Hello, I am currently going through this series of lectures along with the textbook. I was working on Q2 of the “Further Research” section in chapter 4 of the textbook (training a neural network on the full MNIST dataset). I am currently in a situation where the loss on both the training set and the validation set is decreasing, each epoch, but the accuracy more or less stays the same at a very low number around 0.1.
I have consulted other solutions posted by members of this forum, but not sure where my solution is off. I have posted my code along with comments here. I would appreciate if anyone could point out what the problem is / why it is occurring. Thanks!

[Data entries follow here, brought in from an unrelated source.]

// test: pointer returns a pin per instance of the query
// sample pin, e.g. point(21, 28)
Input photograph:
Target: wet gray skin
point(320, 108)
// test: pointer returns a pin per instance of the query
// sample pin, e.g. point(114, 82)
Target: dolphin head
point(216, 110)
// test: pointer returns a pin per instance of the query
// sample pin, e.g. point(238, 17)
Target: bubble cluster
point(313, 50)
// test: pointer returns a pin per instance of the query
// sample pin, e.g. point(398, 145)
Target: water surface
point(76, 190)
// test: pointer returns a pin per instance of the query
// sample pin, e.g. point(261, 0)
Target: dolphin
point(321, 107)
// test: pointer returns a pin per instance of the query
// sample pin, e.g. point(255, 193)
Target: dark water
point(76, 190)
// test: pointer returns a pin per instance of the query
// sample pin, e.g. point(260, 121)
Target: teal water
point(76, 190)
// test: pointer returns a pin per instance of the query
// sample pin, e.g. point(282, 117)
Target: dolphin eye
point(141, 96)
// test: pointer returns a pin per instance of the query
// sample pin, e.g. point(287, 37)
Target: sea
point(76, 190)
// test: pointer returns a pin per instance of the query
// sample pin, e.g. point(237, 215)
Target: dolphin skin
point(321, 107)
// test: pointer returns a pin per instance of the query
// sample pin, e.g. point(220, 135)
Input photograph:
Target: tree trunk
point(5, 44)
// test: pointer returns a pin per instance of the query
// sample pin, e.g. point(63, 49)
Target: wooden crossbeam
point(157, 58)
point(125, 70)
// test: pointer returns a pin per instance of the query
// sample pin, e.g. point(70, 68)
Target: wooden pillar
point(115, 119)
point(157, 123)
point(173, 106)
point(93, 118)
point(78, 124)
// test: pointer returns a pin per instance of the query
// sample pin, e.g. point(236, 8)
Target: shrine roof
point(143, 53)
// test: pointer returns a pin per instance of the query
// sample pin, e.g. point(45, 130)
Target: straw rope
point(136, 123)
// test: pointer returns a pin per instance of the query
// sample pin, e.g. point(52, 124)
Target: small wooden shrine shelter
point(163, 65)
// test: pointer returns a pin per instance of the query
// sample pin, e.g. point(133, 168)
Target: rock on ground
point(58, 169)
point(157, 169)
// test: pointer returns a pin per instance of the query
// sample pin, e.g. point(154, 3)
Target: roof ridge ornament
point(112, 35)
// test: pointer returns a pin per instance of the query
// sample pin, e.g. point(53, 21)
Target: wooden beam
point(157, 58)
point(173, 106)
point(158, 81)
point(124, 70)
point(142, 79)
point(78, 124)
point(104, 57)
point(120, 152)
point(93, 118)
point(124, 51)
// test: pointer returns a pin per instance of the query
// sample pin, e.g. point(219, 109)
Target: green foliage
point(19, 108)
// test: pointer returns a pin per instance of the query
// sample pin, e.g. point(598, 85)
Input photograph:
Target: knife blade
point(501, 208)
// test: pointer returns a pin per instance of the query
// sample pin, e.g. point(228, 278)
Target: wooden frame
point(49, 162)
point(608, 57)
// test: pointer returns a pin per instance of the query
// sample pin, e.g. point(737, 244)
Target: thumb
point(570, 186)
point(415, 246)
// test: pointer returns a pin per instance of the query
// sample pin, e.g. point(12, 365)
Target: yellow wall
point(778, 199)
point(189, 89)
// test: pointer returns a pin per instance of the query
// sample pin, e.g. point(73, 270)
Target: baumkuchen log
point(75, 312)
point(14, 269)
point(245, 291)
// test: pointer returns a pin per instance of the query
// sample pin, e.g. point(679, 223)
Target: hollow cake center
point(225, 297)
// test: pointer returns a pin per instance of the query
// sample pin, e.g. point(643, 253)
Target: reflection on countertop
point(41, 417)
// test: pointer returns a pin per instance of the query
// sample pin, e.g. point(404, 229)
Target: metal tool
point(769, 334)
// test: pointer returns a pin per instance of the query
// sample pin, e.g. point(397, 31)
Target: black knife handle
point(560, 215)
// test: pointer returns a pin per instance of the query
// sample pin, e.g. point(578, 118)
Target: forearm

Looks like the version of the code I posted does not include train_loss
and valid_loss
(I was previously using the built in Learner
class which showed those two values).
I will paste the result I get when I run my code with the built in Learner
:
epoch train_loss valid_loss batch_accuracy time
0 0.515939 0.512917 0.108500 00:00
1 0.507944 0.503949 0.103000 00:00
2 0.498174 0.493175 0.103200 00:00
3 0.486648 0.480698 0.103900 00:00
4 0.473775 0.466921 0.105300 00:00
5 0.459645 0.451923 0.107300 00:00
6 0.444157 0.435620 0.115000 00:00
7 0.427215 0.417961 0.122200 00:00
8 0.408822 0.399008 0.132600 00:00
9 0.389109 0.378947 0.138200 00:00
10 0.368345 0.358084 0.139700 00:00
11 0.346908 0.336823 0.137100 00:00
12 0.325258 0.315624 0.131600 00:00
13 0.303888 0.294958 0.127600 00:00
14 0.283283 0.275261 0.125100 00:00
15 0.263865 0.256887 0.124300 00:00
16 0.245953 0.240079 0.122100 00:00
17 0.229740 0.224962 0.121200 00:00
18 0.215295 0.211551 0.121400 00:00
19 0.202581 0.199772 0.121700 00:00
20 0.191487 0.189498 0.121800 00:00
21 0.181859 0.180570 0.123500 00:00
22 0.173525 0.172825 0.124800 00:00
23 0.166315 0.166103 0.126400 00:00
24 0.160072 0.160257 0.126600 00:00
25 0.154652 0.155161 0.127100 00:00
26 0.149933 0.150701 0.128400 00:00
27 0.145808 0.146785 0.130100 00:00
28 0.142190 0.143331 0.130800 00:00
29 0.139001 0.140273 0.130600 00:00
The issue was my choice of loss function (l1 norm with sigmoid). Changing the loss function to nn.CrossEntropyLoss()
solved the issue.
Based on my intuition, I did expect the the model to train with the l1 norm + sigmoid, albeit not as efficiently as cross entropy loss. However I noticed the accuracy does not increase at all… if someone knows the intuition behind this, would be happy to learn about it.